Silvio Berlusconi, il calcio e il Milan
Arrivò nel 1986. E conquistò, subito, il Milan. Con il suo charme. La sua ambizione. Il suo carattere. Certo, all'epoca era difficile immaginare che Silvio Berlusconi avrebbe cambiato la storia dei rossoneri e, di riflesso, quella del calcio. Trasformando una squadra popolare in una fonte di intrattenimento e in uno strumento di soft power.
Di certo, fu Berlusconi – di concerto con Arrigo Sacchi – a cambiare mentalità al calcio italiano, ancora schiavo del catenaccio. Fu lui, attraverso gli schemi del tecnico di Fusignano, a promuovere un gioco (giuoco, per dirla con le sue parole) più votato all'attacco e all'offensiva.
Silvio Berlusconi acquisì il Milan rilevandolo da un Giussy Farina indebitato fino al collo. Il calcio, d'altronde, era un suo pallino da tempo. La sua rivoluzione televisiva, per dire, passò anche dalle sinergie con il calcio. Un contenitore pubblicitario perfetto. Già nel 1980, come ricorda il Sole24Ore, il Berlusconi dirigente televisivo aveva acquisito i diritti del Mundialito, competizione per nazionali voluta per celebrare i cinquant'anni della prima Coppa del Mondo. All'esordio nel settore, Berlusconi strappò dalla televisione di Stato la possibilità di usare il satellite per trasmettere l’evento su Canale 5, la Telemilano assorbita da Fininvest due anni prima.

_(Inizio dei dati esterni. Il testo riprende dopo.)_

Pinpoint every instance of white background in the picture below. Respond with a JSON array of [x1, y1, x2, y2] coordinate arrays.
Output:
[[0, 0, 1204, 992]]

Il Mundialito, parliamo quasi di preistoria televisiva, venne proposto in diretta in Lombardia. Nel resto del Paese le partite andarono invece in onda in differita sfruttando un network di emittenti locali: vennero gettate le basi, di fatto, per una rete privata nazionale. Così facendo, soprattutto, Fininvest aggirò il divieto in vigore all’epoca per le televisioni private di diffondere programmi live in tutta Italia.
L'affare convinse il Biscione, cresciuto fra il 1982 e il 1984 grazie alle acquisizioni di Italia1 e Rete4, a sviluppare un'edizione per club dello stesso Mundialito. Con squadre blasonate e stelle assolute. La trasmissione, con lo stesso metodo, delle partite scatenò una vera e propria battaglia legale. Risoltasi grazie al governo Craxi, che attraverso un decreto legge gettò le premesse per la fine del monopolio Rai. Fine concretizzatasi formalmente nell'agosto del 1990.
E il Milan? Il Cavaliere, semplicemente, dal fallimento oramai certo lo portò sul tetto più alto del mondo. Addirittura 29 i trofei vinti, di cui 26 con Berlusconi presidente e 3 con vicepresidenza vicaria di Adriano Galliani, il suo storico braccio destro. Gli anni della presidenza Berlusconi furono caratterizzati da grandi giocatori e grandi allenatori: Sacchi, Capello e Ancelotti su tutti, rimanendo alla panchina. E poi il trio di olandesi Gullit-Rijkaard-Van Basten, la difesa degli invincibili con Baresi, Tassotti, Maldini e Costacurta, Weah, Savicevic, Boban, Shevchenko, Kakà e tanti, davvero tanti altri ancora. Tecnici e giocatori vincenti per un ciclo, quello rossonero, rimasto nella storia per trofei vinti e qualità di gioco. Otto scudetti tra il 1987 e il 2011, cinque Champions League, una Coppa Italia, sei Supercoppe italiane, due Coppe intercontinentali, una Coppa del mondo per club.